Her gaze lowered. “I wasn’t honest with him.”

That, he wasn’t expecting.

He lifted her chin. “One day, I want you to tell me what you weren’t honest with him about.” Victor stepped closer. “But today, I want to relish in the fact that you are honest with me.” And he lowered his lips to hers.

She was timid, maybe a little shocked . . . but she didn’t move away.

Victor closed his eyes and pulled in her scent as he drew her close. Her full lips parted. For air? Invitation? He didn’t know, but he took advantage of the opening and deepened their kiss. He tasted coffee and mint and Shannon. His mornings would never be the same after such an intoxicating combination.
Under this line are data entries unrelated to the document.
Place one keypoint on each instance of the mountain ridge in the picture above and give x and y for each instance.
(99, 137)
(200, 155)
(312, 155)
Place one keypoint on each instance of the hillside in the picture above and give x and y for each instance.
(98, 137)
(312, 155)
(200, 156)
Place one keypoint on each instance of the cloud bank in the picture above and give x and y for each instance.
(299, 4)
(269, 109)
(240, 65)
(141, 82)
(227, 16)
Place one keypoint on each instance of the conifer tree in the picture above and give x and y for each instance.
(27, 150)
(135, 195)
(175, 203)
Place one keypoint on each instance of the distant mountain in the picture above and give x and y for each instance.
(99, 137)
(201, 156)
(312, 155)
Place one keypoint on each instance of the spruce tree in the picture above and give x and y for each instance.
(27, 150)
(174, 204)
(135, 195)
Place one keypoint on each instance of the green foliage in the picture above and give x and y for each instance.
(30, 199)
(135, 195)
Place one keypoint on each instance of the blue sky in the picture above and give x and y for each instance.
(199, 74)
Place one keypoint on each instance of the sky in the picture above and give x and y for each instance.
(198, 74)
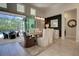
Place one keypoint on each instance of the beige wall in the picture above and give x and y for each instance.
(70, 32)
(60, 10)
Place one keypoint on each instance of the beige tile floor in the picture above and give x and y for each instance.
(58, 48)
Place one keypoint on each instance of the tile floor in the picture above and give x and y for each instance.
(58, 48)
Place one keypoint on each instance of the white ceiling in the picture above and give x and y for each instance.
(45, 5)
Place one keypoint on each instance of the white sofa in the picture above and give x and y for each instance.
(46, 39)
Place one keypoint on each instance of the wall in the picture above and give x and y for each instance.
(60, 10)
(70, 32)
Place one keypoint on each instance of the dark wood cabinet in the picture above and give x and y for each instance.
(30, 41)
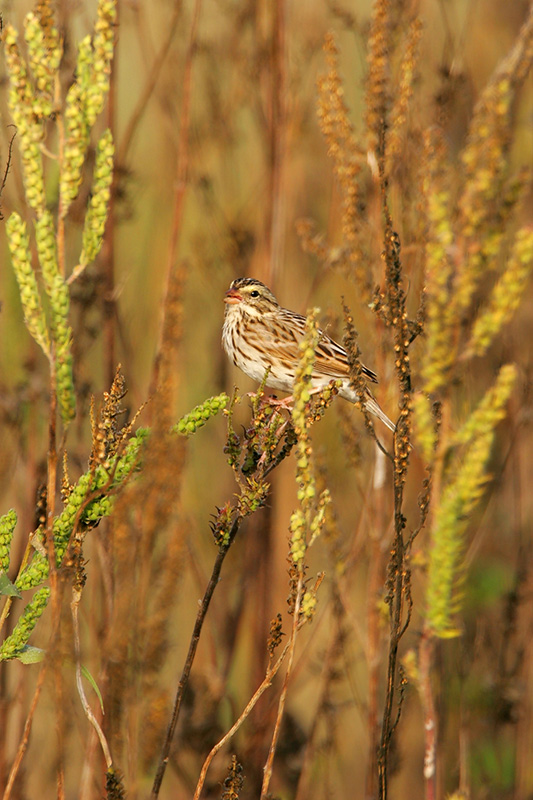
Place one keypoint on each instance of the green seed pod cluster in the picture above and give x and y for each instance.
(23, 105)
(107, 480)
(44, 56)
(17, 641)
(58, 296)
(85, 99)
(19, 247)
(197, 418)
(96, 216)
(103, 44)
(76, 129)
(7, 526)
(308, 520)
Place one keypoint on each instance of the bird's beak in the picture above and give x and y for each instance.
(231, 297)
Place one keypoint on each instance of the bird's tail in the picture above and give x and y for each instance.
(373, 406)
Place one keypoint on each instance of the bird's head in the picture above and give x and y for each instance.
(250, 296)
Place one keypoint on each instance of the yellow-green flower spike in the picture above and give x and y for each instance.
(120, 468)
(44, 56)
(307, 522)
(197, 418)
(490, 410)
(15, 643)
(458, 500)
(7, 526)
(76, 129)
(22, 105)
(96, 216)
(29, 292)
(103, 45)
(58, 296)
(439, 352)
(507, 293)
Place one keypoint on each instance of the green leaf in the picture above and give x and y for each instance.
(8, 588)
(31, 655)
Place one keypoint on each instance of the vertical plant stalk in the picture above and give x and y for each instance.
(109, 320)
(23, 745)
(184, 679)
(74, 606)
(283, 696)
(180, 180)
(265, 684)
(275, 212)
(425, 662)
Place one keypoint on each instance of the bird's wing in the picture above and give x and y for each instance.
(285, 330)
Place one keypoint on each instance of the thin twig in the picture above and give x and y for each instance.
(283, 696)
(23, 745)
(180, 180)
(265, 684)
(74, 605)
(195, 638)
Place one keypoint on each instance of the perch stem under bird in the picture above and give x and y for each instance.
(260, 335)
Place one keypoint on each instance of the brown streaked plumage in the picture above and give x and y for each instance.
(258, 333)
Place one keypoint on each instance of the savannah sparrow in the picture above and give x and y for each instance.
(258, 333)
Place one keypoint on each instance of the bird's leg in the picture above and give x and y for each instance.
(272, 400)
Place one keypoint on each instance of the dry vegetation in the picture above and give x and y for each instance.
(239, 601)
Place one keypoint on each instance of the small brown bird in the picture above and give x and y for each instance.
(259, 334)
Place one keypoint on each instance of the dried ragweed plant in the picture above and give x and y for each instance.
(35, 97)
(474, 251)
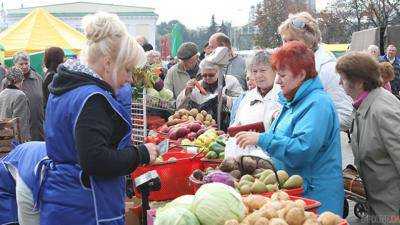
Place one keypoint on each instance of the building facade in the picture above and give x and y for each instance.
(138, 20)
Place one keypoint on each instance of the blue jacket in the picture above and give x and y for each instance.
(306, 139)
(25, 158)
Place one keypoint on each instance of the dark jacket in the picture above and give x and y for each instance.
(99, 130)
(395, 83)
The timid tip of her tongue met his and shot all the blood from his head south to his groin. Shannon reached around his waist. He felt her nails through the fabric of his shirt. He stepped closer, pulled her body flush with his. The outline of his erection pressed against the softness of her belly and wept to be closer.

He fanned his fingers through her hair, tilted her head back, and worshiped her with open-mouth kisses that left her gasping.

“This . . . this . . .”

He kissed her words away and finally moved to her jaw and the lobe of her delicate ear.

“Oh, Victor.”

Her pelvis pushed against him, so he nibbled her ear again.

She responded with a soft moan.

He wanted this woman more than he needed his next breath. “Let me make love to you,” he whispered.

Tight fingers spread against his back as he kissed the column of her neck. “The risk . . .”

He’d take the risk. But he told her what she needed to hear. “There are more ways to make love to you without taking risks.” He reached for the belt of the robe and gave it one tug.